Mailbox
By Staff -- graphic arts online, 10/1/2003
No Variety in Covers?Editor:
You need to pay your artists a little bit more and maybe the front cover of Graphic Arts Monthly won't look the same issue after issue.
John Scarano, Luckyx26@comcast.net
We couldn't disagree with you more. First of all, since the first of the year, we've had seven photographic covers; five have appeared just as the photographer shot them, without an artist's hand applied. We did color-retouch the other two, using Photoshop to stylize the June cover and to posterize the September cover.
The remaining two covers, an illustration in February to accompany a report on "Pricing Warfare" (difficult to photograph) and a white-background cover for our special 75th anniversary issue in May, are in keeping with GAM's cover style, we think, while departing for special occasions from the customary photographic treatment.
In case you might be referring to the cover subject, you have to concede that print production equipment is mainly characterized by cylinders and rollers. Here again, we think there's a lot of variety so far this year: air bars on a web offset press, a blanket cylinder in a sheetfed press, rollers in a computer-to-plate system, sheetfed press rollers and cylinders, the feeder unit of a DI press, the delivery cage of a digital color press, and a sheet-transfer cylinder of a sheetfed perfector press.
We're not sure how you think these covers look the same. Perhaps other GAM readers would like to weigh in with you.
GAM Goes to SchoolEditor:
Your Web site, gammag.com, is a great asset to my classroom instruction. Please keep reporting as you are doing. My students, who are enrolled in our graphic arts/communications technology curriculum, are getting very valuable information from you about their future in the graphics profession. Not long ago, we looked at your Salary Survey posted on the site and discussed various employment possibilities.

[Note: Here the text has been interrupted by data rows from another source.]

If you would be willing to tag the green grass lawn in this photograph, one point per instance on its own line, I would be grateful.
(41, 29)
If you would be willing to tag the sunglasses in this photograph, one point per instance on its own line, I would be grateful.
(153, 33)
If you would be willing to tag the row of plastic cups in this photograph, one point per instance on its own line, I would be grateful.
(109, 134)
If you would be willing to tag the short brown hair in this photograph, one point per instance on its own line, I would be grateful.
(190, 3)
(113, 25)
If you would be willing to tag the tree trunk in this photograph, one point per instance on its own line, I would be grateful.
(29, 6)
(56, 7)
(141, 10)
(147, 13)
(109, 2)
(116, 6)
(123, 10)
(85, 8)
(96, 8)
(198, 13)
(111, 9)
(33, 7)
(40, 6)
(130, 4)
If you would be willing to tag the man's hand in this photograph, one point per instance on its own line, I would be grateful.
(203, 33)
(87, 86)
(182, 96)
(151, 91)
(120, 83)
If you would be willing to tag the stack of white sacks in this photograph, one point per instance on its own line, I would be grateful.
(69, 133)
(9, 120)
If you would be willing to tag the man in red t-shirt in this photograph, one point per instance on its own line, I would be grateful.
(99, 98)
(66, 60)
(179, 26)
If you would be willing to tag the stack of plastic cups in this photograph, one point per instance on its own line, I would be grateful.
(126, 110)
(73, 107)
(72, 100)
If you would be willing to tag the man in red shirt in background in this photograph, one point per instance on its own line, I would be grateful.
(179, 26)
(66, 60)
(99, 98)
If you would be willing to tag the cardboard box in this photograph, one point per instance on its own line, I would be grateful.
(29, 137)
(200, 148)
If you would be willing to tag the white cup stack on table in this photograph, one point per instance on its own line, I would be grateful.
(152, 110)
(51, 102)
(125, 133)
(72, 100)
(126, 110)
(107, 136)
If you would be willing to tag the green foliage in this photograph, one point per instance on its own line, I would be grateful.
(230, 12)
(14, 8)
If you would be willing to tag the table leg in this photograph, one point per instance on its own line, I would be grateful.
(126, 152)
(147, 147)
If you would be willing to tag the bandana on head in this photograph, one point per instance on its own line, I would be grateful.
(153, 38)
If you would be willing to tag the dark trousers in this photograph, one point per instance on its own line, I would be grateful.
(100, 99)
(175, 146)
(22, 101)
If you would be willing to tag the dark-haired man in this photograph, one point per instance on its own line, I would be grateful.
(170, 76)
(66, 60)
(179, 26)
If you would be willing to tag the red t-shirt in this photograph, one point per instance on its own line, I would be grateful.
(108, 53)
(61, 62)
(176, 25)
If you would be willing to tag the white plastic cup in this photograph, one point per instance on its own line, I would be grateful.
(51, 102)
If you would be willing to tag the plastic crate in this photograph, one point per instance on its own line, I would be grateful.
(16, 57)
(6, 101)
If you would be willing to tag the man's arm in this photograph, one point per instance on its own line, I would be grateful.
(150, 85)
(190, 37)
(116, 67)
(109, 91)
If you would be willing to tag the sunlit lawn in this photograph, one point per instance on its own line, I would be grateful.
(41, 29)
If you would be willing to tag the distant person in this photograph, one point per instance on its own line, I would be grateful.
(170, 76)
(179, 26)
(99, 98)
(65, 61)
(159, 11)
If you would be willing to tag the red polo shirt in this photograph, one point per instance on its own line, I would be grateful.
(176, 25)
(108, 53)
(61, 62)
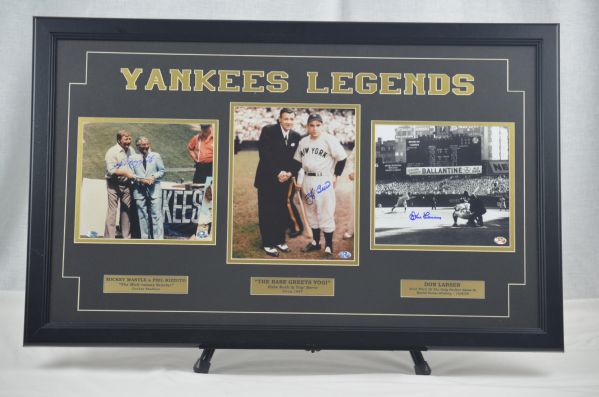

I also often refer to articles and advertisements in Graphic Arts Monthly to keep students and myself abreast of trends and technologies.
Our curriculum combines theory and practice in such areas as digital graphic design, photographic editing, and duplication, plus desktop publishing, offset and screen printing, and finishing operations.
I've been in printing for 25 years, 17 years as a teacher. I'm a member of the International Graphic Arts Education Association and the Graphic Arts Education and Research Foundation.